The pharmacist may test the patient’s urine to help to determine whether a UTI is present. How does the scheme work? What happens when a person goes to their local pharmacy in Northern Ireland? In some cases, self-care advice may be all that is necessary. In other words, they will get a bit of advice. The pharmacist will find out what the symptoms are and explain the situation to the person, and perhaps will be able to respond fairly quickly. As I said, in some cases self-care advice may be all that is necessary, but the community pharmacist is also able to supply the patient with medicines to relieve pain—in some cases there can be chronic pain—and, if applicable, antibiotics. In all cases, women will be advised on what to do if their symptoms worsen or do not resolve.

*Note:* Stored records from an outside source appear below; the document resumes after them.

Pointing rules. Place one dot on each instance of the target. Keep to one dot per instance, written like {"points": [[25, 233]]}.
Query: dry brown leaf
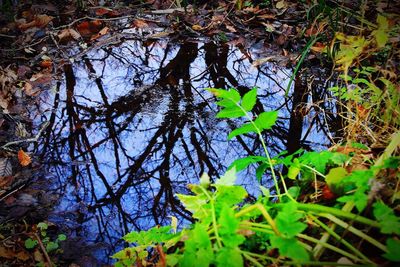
{"points": [[7, 78], [43, 20], [10, 254], [281, 5], [24, 158], [6, 181], [101, 33], [318, 47], [102, 11], [68, 34], [139, 23], [88, 28], [39, 21], [158, 35], [5, 167], [197, 27], [230, 28], [46, 63]]}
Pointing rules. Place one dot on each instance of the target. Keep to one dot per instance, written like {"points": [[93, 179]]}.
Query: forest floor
{"points": [[36, 40]]}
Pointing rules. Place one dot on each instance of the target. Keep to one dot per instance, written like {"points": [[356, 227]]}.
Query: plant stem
{"points": [[329, 246], [355, 231], [43, 249], [303, 55], [336, 212], [251, 259], [260, 137], [264, 212], [330, 231], [215, 225]]}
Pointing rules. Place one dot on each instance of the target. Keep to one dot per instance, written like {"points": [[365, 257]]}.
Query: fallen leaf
{"points": [[38, 256], [67, 35], [39, 21], [88, 28], [24, 159], [197, 27], [281, 5], [100, 33], [6, 181], [230, 28], [46, 63], [10, 254], [318, 47], [139, 23], [158, 35], [102, 11]]}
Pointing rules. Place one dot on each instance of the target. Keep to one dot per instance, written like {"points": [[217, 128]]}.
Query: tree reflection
{"points": [[132, 126]]}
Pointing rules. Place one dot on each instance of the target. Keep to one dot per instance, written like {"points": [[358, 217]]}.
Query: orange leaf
{"points": [[139, 23], [46, 63], [68, 34], [101, 33], [24, 159], [102, 11]]}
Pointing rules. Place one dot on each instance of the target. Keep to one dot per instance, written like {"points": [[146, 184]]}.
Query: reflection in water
{"points": [[132, 125]]}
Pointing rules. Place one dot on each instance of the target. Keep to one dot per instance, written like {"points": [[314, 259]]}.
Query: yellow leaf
{"points": [[280, 5], [24, 159], [197, 27]]}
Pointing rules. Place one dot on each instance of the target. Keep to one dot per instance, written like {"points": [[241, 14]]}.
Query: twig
{"points": [[34, 139], [12, 192]]}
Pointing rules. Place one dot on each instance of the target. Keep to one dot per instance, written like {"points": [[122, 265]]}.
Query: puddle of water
{"points": [[132, 125]]}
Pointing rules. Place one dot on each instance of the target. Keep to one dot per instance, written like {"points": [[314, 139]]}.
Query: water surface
{"points": [[132, 125]]}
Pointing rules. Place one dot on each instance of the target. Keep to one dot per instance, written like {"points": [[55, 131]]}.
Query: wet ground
{"points": [[131, 125]]}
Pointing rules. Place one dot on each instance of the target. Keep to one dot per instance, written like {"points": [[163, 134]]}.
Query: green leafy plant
{"points": [[276, 229], [43, 242]]}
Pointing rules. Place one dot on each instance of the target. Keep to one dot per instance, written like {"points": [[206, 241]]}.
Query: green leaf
{"points": [[335, 176], [61, 237], [294, 191], [391, 163], [245, 128], [319, 160], [266, 120], [51, 246], [290, 247], [205, 180], [229, 224], [197, 248], [43, 226], [229, 257], [390, 223], [127, 253], [249, 99], [261, 170], [228, 196], [294, 169], [381, 34], [393, 246], [287, 220], [173, 259], [225, 103], [231, 112], [30, 243], [359, 198], [229, 178], [198, 205], [243, 163], [265, 191], [358, 145]]}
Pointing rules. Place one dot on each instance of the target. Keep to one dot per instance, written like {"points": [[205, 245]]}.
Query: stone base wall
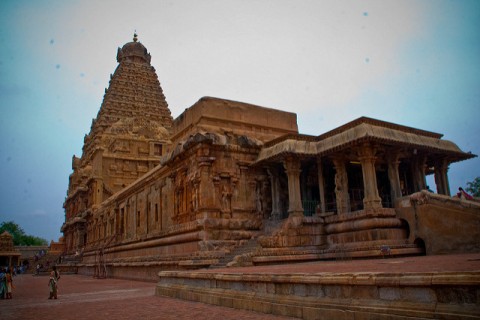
{"points": [[340, 296], [444, 224]]}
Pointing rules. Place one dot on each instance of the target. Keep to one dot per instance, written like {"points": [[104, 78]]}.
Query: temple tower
{"points": [[127, 138]]}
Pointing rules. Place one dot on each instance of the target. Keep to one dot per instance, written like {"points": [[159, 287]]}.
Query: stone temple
{"points": [[229, 183]]}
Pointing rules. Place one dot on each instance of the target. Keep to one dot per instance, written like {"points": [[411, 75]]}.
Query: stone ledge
{"points": [[361, 278], [320, 307]]}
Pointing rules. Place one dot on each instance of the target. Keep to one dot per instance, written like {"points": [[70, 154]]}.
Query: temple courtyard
{"points": [[449, 285]]}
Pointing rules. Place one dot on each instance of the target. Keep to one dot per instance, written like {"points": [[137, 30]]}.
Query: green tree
{"points": [[19, 236], [474, 187]]}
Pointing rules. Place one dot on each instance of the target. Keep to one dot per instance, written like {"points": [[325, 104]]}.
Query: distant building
{"points": [[9, 255], [234, 183]]}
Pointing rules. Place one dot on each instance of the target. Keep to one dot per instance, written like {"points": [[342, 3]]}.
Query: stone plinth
{"points": [[332, 296]]}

The Pharmacy First UTI service means that women can be assessed and treated much sooner, without having to wait for a GP appointment—like the young girl in my office—for a month, two months, six weeks or whatever the case may be. Not only will patients not need an appointment, but community pharmacies are more likely to be open after normal working hours, at weekends and on bank holidays. Newtownards, my major town, has a number of pharmacies, which take turns staying open at the weekend; there is always access to a pharmacy in Newtownards and, indeed, other major towns in the Province.

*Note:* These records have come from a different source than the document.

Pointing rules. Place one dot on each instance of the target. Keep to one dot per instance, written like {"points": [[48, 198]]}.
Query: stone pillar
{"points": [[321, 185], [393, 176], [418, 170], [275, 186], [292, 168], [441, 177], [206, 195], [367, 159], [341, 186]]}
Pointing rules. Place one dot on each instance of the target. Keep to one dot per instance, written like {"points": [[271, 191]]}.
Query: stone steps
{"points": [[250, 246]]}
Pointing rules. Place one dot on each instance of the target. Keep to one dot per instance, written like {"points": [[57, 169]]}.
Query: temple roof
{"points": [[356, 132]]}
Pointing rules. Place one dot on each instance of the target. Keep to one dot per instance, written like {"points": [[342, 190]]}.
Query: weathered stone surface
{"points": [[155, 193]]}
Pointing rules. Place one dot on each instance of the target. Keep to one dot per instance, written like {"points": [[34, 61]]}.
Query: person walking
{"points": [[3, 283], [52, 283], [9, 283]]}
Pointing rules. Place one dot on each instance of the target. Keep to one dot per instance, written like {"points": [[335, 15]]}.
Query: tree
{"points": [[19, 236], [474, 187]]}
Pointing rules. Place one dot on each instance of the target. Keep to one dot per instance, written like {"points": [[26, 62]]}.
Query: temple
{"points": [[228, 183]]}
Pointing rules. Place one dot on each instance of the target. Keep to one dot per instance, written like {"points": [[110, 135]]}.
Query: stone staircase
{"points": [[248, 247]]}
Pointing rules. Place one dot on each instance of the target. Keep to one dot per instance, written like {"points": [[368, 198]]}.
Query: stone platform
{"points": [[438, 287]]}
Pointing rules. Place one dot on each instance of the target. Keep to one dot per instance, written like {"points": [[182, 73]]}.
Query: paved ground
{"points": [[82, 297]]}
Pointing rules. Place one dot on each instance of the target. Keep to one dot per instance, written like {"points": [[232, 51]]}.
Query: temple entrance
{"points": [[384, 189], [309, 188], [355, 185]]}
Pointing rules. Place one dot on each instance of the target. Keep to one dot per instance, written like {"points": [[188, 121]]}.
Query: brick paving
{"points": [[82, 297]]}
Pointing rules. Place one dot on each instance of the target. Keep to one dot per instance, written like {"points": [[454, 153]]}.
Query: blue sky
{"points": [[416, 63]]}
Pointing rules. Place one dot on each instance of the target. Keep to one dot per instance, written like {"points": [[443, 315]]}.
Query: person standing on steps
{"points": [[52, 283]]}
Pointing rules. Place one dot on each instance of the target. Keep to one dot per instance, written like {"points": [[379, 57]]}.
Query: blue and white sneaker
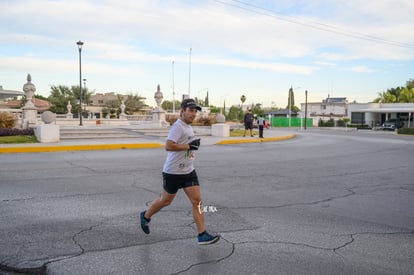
{"points": [[144, 222], [205, 238]]}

The UTI management service expanded to more than 400 community pharmacies in 2024-25, following positive evaluation of the pilot, which involved 60 pharmacies and started in July 2021. That success convinced the Northern Ireland Department of Health to make the pilot bigger and showed that we could do more. Between March 2022 and April 2023, 3,500 women in Northern Ireland used the pilot service. Following assessment, more than 85% were diagnosed with a UTI and received appropriate advice and treatment from a pharmacist.
That is positive, but for those with chronic UTIs, like the hon. Member for Stoke-on-Trent South, the pharmacy does not cut it and the GP can only do so much. There are different levels of response: community pharmacies in Northern Ireland provide an automatic response to those who have a urinary infection, rather than a chronic UTI, but sometimes things are much more complicated.
The waiting list to be seen for a UTI in Northern Ireland is long, and the average waiting time for urology appointments varies significantly, depending on the health and social care trust and the urgency of the case. For example, in the Belfast health and social care trust, the wait in a red flag case—the most urgent—might be nine weeks, which is more than two months and far too long; a non-urgent case could wait 76 weeks, and a routine case could wait 180 weeks. Those are horrendous and completely unacceptable waiting times.
Throughout the United Kingdom of Great Britain and Northern Ireland, there needs to be access to specialised care, innovation, new and modern technology, and new ideas, rather than a six-month course of antibiotics and a hope for the best. Men, women and children need more, and it must be provided.
I look forward to the Minister’s response. She responded positively to last week’s debate, and I am sure that today she will again indicate her wish to make lives better. This debate gives her the opportunity to do so, and to help those who have been waiting so long for an end to their health issue. We can do better—and we must.